JB Doyle et al. Clin Gastroenterol Hepatol 2026; Risk of solid organ transplantation in individuals with celiac disease: a nationwide cohort study
Background: “Celiac Disease (CeD) is associated with immune-mediated diseases of the liver, including autoimmune hepatitis, primary biliary cholangitis, primary sclerosing cholangitis. Individuals with CeD are also at increased risk for non-autoimmune diseases of the liver, including metabolic dysfunction-associated fatty liver disease…CeD has also been associated with chronic kidney disease and cardiovascular disease. Multiple studies have demonstrated that individuals with CeD have increased rates of end-stage renal disease than the general population, with particularly strong associations between CeD and
autoimmune nephropathy, diabetic nephropathy, and systemic lupus erythematosus (19-22).
Population-level data also suggests that individuals with CeD have an increased risk of
cardiovascular disease and ischemic heart disease>”

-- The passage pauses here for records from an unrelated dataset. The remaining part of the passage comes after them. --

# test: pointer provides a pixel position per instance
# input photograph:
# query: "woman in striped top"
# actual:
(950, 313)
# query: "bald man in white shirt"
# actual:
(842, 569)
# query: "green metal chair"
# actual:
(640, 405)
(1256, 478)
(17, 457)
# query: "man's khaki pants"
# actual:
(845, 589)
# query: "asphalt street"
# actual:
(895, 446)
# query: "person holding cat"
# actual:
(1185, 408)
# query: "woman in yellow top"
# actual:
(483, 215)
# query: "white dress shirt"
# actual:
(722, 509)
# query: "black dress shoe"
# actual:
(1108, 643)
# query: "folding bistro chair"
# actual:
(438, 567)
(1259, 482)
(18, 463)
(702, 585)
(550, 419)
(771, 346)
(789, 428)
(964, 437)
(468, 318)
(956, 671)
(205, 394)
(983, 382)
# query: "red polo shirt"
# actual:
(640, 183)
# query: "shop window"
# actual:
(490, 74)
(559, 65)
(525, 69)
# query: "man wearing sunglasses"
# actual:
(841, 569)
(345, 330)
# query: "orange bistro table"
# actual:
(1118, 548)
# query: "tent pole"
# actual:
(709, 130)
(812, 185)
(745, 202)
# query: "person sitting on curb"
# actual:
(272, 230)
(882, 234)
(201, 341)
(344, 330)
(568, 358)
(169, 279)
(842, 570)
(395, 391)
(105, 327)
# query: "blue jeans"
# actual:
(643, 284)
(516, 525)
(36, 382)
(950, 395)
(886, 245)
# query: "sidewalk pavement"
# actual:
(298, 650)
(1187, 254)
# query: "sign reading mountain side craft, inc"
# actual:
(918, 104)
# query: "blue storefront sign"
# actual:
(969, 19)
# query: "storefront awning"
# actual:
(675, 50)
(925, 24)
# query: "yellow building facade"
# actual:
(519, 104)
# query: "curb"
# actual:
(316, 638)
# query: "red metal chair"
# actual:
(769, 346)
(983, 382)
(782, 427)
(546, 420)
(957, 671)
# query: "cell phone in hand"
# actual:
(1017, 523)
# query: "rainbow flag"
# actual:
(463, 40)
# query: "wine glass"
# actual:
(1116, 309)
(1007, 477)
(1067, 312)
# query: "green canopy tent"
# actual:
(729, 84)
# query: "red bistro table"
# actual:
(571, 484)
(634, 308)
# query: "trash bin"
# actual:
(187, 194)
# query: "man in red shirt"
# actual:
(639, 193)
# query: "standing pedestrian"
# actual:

Methods: Population-based matched cohort study in Sweden. We identified individuals with biopsy-proven CeD diagnosed between 2000-2023 using the nationwide histopathology cohort ESPRESSO. We calculated the incidence of solid organ transplantation (liver, heart, kidney, and lung) in CeD patients and estimated the risk relative to the general population. There were 41,277 individuals with CeD and 196,863 age- and sex-matched comparators with a mean follow-up of 12.1 years.
Key findings:
- There were 85 solid organ transplantations in patients with CeD (17.0 per 100,000 person-years) and 111 in matched comparators (4.6 per 100,000 person-years). This corresponded to an adjusted hazard ratio (HR) of 2.76
- The highest relative risk was for liver transplantation: HR 7.26; for kidney HR 1.85. For heart, HR was 2.35 did not reach statistical significance (CI: CI 0.84-6.61)

Discussion:
“Shared genetic susceptibility may explain physiological links between CeD and autoimmune liver disease, especially since we also detected an increase in liver transplantation prior to CeD diagnosis…owever, CeD patients in our analysis had an increased risk of liver transplantation relative to their nonaffected siblings, suggesting that CeD itself may be a risk factor beyond genetic predisposition”
My take: While nearly triple the incidence compared to the general population, the absolute increased risk of needing a solid organ transplant was about 1 in 10,000. For comparison, the risk of dying in a bicycle accident in one’s lifetime is about 1 in 5,000. Nevertheless, it may be worthwhile to screen for CeD in those with end-organ disease. Additionally, checking liver tests periodically in patients with CeD would be reasonable.